P hilip handed her into her coach with the Drayton arms emblazoned on the panels and set off to walk home down Pall Mall. Wyndham House stood on the south side of St. James’s Square, a handsome mansion that never failed to give the earl a surge of pride in his heritage. He preferred it to Wyndham Manor, a house he privately considered an unimposing and inconvenient country seat with all the disadvantages of early Elizabethan architecture. However, he had plans to add a Palladian facade and a new wing, which would give the house more consequence.
His brothers had both loved the manor, he remembered. They’d probably turn in their respective graves if they could see the architect’s plans for improvements. The idea made him smile as he ascended the steps to his own front door.
His wife was hastening down the stairs as he entered the hall. “Oh, my lord, I trust you haven’t forgotten that we expect my father and the Westons for dinner,” she said, offering him a timid smile.
“No, I haven’t forgotten,” he replied. “But did I not also desire you to invite Lord and Lady Alworthy?”
Letitia’s color ebbed. “Yes, yes, indeed, sir. But I thought it was perhaps unwise—”
“Let us conduct this discussion in the salon,” her husband interrupted icily as a footman crossed the hall to the dining room.
Letitia followed him into the salon, her eyes frightened in her pale face. She was a plain woman, five years her husband’s senior. Her predilection for sweetmeats showed in her ample waistline and the folds beneath her chin.
“Now, let me understand this, my dear,” Philip saidsoftly as she closed the doors behind them. “I directed you to invite the Alworthys, and you took it upon yourself to ignore my order. Is that correct?”
“Oh, no … no … not precisely, sir. It was not precisely like that,” Letitia stammered.
“Then, pray, how precisely was it?” There was no sweetness on his face now, no curve to the full lips, no light in the slate-gray eyes.
“My father … my father and Lord Alworthy have an old quarrel,” Letitia explained, her color fluttering in her cheeks like the wings of a wounded bird. “I felt it might offend both of them if they were invited to dine at the same table.”
“So you took it upon yourself to go against my express commands,” he repeated softly.
“Come here!”
The shocking contrast of the shouted command with his previous softness drained all color from her face, and she flinched, cowering against the door.
“Did you hear me?” His voice was once again soft and silky.
In terror Letitia took a step toward him, one hand raised to ward off the blow she knew was coming.

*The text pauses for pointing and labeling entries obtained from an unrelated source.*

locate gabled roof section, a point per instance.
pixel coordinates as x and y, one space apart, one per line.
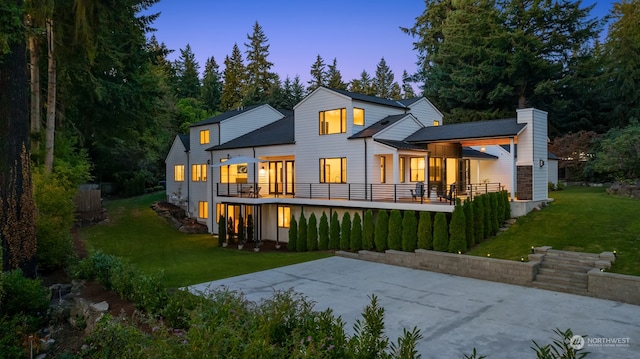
185 142
280 132
401 145
225 116
468 130
379 126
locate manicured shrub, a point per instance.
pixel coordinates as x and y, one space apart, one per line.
368 230
478 219
356 233
394 239
425 231
312 233
382 229
293 234
334 232
323 233
457 229
301 245
440 233
468 220
345 233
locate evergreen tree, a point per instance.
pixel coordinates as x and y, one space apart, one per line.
368 230
323 241
334 232
335 77
318 75
356 233
312 233
301 245
293 234
394 239
457 230
211 89
187 70
235 75
382 231
425 231
409 231
345 233
469 222
440 233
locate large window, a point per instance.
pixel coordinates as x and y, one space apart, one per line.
284 216
178 173
333 121
204 137
203 209
333 170
199 173
416 169
358 116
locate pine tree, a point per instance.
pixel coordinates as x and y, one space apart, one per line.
318 75
293 234
425 231
312 233
211 89
187 70
368 230
334 232
323 241
335 77
457 230
235 75
382 231
440 233
345 233
409 231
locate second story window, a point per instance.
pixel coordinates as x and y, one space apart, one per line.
333 121
204 137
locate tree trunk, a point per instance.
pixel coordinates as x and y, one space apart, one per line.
17 208
51 101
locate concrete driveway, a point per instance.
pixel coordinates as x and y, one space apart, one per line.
454 314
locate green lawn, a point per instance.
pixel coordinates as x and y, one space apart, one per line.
136 233
579 219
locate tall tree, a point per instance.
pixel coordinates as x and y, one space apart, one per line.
335 77
187 71
318 75
259 76
211 89
17 209
235 74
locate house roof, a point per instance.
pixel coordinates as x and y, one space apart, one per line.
224 116
372 99
185 142
280 132
378 126
468 130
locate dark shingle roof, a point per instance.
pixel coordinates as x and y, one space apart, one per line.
372 99
224 116
185 142
280 132
378 126
469 130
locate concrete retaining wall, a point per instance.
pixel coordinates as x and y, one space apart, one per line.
497 270
619 287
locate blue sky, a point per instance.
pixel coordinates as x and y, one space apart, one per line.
358 33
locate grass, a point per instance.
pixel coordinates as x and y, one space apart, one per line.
579 219
136 233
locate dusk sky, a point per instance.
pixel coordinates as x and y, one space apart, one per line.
357 33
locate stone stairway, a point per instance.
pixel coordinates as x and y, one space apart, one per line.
564 271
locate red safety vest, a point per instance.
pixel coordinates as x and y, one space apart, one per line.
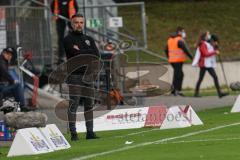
175 54
71 9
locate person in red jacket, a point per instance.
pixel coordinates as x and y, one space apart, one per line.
207 62
66 9
177 52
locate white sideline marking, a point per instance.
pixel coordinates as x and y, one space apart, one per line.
155 142
201 140
135 133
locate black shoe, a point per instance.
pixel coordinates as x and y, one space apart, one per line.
91 135
27 109
178 93
222 95
197 95
74 137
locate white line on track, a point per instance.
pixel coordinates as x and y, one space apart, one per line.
202 140
136 133
155 142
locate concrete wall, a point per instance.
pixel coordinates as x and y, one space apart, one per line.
191 74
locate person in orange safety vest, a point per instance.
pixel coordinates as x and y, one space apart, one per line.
64 8
177 52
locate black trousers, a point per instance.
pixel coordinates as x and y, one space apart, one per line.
212 72
86 97
177 76
61 26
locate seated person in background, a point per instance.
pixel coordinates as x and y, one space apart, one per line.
9 86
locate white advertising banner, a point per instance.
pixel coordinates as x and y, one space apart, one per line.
29 141
54 137
118 119
115 22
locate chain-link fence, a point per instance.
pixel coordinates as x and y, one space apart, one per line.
28 27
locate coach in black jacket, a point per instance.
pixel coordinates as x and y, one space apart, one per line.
76 43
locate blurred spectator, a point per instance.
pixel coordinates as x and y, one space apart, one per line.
64 8
176 51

“Put your hand down,” he commanded in the same tone, and his eyes were alight with a vicious pleasure as he saw her terror and her helplessness.
Whimpering, she lowered her arm, ducking her head, hunching her shoulders.
His hand lifted and he watched her shake, but he had no intention of marking her face, not when they had dinner guests arriving within the hour. Her father was an ineffectual fool, but even he might remonstrate at his daughter’s bruises.
Philip lowered his hand slowly and instead caught her wrist, twisting it, watching the pain blossom in her tear-filled eyes. When she cried out, he released her.
“In future, when I give you an instruction, you will carry it out to the letter,” he said coldly. “Won’t you, my dear?”
Letitia was sobbing, massaging her wrist that hung limp and useless, the strength wrenched from it.
“Won’t you my dear?” he repeated.
“Yes, my lord,” she whispered through her tears.